Parmi eux figurent la Route nationale n°4 entre Kisangani et Beni,.la Route nationale n°7 reliant Kananga à Kisangani à travers le Sankuru et la Tshuapa, plusieurs tronçons stratégiques dans le Kongo Central, l’Équateur et la Mongala ; les projets de connexion aux grands corridors régionaux, notamment le Corridor de Lobito et le Corridor de Banana.

Ces infrastructures constituent des outils essentiels pour stimuler le commerce intérieur, réduire les coûts logistiques et favoriser les investissements, a fait savoir John Banza Lund.

Les villes de l’intérieur également concernées

Au-delà des routes nationales, le gouvernement met l’accent sur la modernisation des centres urbains. À Kinshasa, où les besoins sont estimés à près de 6.000 Km de voirie, l’objectif est d’atteindre progressivement le seuil de 1.000 Km de routes urbaines aménagées.

Plusieurs villes de l’intérieur bénéficient également de programmes de modernisation.

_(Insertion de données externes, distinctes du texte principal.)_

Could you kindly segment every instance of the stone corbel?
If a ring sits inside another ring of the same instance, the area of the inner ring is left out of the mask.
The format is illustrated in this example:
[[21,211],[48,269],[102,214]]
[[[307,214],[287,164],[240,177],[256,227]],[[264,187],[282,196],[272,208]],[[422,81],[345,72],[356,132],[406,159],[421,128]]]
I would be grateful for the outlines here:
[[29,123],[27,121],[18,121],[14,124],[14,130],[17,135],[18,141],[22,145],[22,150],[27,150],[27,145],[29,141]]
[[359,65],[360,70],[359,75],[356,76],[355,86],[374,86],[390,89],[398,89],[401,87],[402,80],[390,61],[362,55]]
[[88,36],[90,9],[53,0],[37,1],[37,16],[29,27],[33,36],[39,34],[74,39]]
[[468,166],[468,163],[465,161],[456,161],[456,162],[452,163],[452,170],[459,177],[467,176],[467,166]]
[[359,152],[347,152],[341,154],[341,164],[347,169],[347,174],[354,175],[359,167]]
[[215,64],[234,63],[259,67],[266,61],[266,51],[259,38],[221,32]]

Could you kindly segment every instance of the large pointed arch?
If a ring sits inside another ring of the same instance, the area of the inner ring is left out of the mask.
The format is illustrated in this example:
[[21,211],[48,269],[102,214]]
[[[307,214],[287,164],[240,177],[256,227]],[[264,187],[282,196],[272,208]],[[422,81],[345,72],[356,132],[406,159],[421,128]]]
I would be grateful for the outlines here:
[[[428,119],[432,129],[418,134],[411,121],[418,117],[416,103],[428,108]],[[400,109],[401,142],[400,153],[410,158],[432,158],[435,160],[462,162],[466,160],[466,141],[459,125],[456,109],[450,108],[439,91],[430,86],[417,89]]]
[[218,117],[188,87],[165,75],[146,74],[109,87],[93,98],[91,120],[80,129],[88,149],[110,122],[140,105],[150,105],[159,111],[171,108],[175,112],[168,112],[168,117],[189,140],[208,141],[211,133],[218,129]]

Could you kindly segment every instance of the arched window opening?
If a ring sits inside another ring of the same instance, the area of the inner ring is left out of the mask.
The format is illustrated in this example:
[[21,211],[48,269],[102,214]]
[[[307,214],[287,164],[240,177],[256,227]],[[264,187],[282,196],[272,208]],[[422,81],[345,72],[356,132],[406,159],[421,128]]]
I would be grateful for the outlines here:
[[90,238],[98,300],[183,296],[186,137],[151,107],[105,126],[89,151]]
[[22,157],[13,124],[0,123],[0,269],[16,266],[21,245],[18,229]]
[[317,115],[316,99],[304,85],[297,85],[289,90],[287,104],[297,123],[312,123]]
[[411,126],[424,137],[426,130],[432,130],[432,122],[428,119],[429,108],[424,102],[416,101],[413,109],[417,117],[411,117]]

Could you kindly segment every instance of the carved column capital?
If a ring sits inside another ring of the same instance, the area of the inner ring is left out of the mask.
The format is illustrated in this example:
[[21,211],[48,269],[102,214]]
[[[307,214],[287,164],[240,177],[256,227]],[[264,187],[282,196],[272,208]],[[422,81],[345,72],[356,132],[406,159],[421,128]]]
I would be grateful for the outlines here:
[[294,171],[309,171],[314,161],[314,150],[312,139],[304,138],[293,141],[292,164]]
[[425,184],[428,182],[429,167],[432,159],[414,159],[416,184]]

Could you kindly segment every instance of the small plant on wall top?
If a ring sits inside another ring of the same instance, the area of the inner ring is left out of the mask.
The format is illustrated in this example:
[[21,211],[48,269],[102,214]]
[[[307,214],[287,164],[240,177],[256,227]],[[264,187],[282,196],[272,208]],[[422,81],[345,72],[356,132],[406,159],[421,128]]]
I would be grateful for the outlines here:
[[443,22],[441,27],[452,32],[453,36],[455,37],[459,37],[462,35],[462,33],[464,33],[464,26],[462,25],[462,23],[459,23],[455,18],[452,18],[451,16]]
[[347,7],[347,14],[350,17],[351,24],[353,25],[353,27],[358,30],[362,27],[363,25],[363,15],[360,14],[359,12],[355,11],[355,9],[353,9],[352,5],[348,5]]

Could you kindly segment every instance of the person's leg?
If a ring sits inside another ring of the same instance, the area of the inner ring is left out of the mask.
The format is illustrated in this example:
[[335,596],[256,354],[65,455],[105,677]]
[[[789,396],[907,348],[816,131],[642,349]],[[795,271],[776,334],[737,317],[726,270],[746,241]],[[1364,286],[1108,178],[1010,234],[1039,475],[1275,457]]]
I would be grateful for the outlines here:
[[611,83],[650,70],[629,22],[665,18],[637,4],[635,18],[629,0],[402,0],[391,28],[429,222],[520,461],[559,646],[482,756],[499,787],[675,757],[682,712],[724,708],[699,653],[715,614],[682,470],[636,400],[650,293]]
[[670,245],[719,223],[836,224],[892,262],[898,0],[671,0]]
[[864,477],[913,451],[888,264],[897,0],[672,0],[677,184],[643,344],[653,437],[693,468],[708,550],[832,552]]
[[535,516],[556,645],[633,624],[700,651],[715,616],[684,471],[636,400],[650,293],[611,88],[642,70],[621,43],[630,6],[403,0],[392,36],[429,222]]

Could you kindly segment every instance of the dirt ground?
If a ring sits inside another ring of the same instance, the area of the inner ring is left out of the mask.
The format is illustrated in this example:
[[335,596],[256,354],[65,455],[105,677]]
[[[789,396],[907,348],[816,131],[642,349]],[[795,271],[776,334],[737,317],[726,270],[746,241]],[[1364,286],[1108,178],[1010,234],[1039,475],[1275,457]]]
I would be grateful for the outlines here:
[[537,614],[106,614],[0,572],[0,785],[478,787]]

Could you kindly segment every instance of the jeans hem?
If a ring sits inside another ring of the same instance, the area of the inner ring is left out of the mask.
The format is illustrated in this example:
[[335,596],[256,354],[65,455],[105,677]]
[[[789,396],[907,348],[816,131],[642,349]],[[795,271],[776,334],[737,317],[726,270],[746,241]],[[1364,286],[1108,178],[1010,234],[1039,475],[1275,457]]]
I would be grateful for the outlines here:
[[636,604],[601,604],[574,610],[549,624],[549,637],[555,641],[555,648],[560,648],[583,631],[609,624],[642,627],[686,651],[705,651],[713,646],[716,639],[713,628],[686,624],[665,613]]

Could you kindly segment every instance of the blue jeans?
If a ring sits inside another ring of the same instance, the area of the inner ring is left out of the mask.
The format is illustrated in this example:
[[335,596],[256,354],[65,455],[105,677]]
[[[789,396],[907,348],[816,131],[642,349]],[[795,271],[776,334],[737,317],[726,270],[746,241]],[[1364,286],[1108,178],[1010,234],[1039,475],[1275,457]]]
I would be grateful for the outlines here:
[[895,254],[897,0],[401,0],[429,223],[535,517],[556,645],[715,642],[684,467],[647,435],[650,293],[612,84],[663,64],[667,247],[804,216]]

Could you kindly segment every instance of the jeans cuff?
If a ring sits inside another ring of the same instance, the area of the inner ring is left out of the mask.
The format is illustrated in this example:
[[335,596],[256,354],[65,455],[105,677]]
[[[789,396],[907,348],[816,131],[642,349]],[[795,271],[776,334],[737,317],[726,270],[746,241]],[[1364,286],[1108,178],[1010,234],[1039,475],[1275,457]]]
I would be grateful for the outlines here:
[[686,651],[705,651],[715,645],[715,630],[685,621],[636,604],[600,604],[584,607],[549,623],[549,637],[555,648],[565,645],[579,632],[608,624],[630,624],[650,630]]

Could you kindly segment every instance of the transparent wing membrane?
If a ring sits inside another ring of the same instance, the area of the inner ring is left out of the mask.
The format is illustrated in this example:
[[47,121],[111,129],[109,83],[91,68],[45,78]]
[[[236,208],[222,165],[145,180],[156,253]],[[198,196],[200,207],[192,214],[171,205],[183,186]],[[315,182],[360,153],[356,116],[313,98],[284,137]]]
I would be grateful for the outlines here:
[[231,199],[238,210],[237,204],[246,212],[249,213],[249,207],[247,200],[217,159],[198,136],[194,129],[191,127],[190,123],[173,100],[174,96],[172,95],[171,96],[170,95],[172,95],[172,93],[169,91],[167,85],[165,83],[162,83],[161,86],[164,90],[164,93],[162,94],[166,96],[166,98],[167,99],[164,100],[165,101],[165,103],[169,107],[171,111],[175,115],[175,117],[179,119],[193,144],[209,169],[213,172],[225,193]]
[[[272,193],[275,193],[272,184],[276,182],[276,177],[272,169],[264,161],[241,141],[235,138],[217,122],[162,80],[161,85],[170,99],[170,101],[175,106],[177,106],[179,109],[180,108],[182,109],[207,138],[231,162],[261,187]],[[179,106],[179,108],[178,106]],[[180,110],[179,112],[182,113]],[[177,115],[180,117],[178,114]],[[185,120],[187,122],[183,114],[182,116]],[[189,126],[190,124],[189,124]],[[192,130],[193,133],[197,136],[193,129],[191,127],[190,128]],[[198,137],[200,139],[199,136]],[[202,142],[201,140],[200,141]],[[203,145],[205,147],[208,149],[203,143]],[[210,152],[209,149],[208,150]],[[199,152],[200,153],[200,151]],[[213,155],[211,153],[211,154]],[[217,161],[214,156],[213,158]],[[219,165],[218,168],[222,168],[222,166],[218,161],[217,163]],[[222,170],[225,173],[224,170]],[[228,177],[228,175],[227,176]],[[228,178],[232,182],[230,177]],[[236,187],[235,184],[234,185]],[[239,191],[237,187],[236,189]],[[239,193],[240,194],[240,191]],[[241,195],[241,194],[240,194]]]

Le ministre a notamment cité Bunia, Mbuji-Mayi ;Kalemie, Lisala, Bumba, Lodja, Lubefu, Tshikapa, Kabinda.

« Pour la première fois, nous sommes en train de moderniser des villes qui n’avaient jamais été prises en compte », a affirmé le ministre.

Parmi les projets annoncés figure également la construction d’un pont moderne entre Lisala et Bongandanga afin de faciliter la circulation des personnes et le transport des marchandises dans cette partie du pays.

Faire des infrastructures un levier de cohésion nationale

John Banza Lunda a tenu à souligner que ces investissements dépassent la simple construction de routes ou de ponts. Ils s’inscrivent dans une stratégie plus large visant à renforcer la cohésion territoriale, soutenir la croissance économique et réduire les inégalités de développement entre les provinces.

Le constat posé par son ministère est que le réseau hérité de l’époque coloniale ne répond plus aux besoins d’un pays-continent de plus de 100 millions d’habitants.

L’ambition affichée consiste désormais à bâtir un système de transport moderne, interconnecté et résilient, capable d’accompagner l’industrialisation du pays, la valorisation de ses ressources naturelles et son intégration dans les grands corridors économiques régionaux.

À travers cette politique, le gouvernement entend faire des infrastructures l’un des principaux moteurs de la transformation économique de la République démocratique du Congo au cours de la prochaine décennie.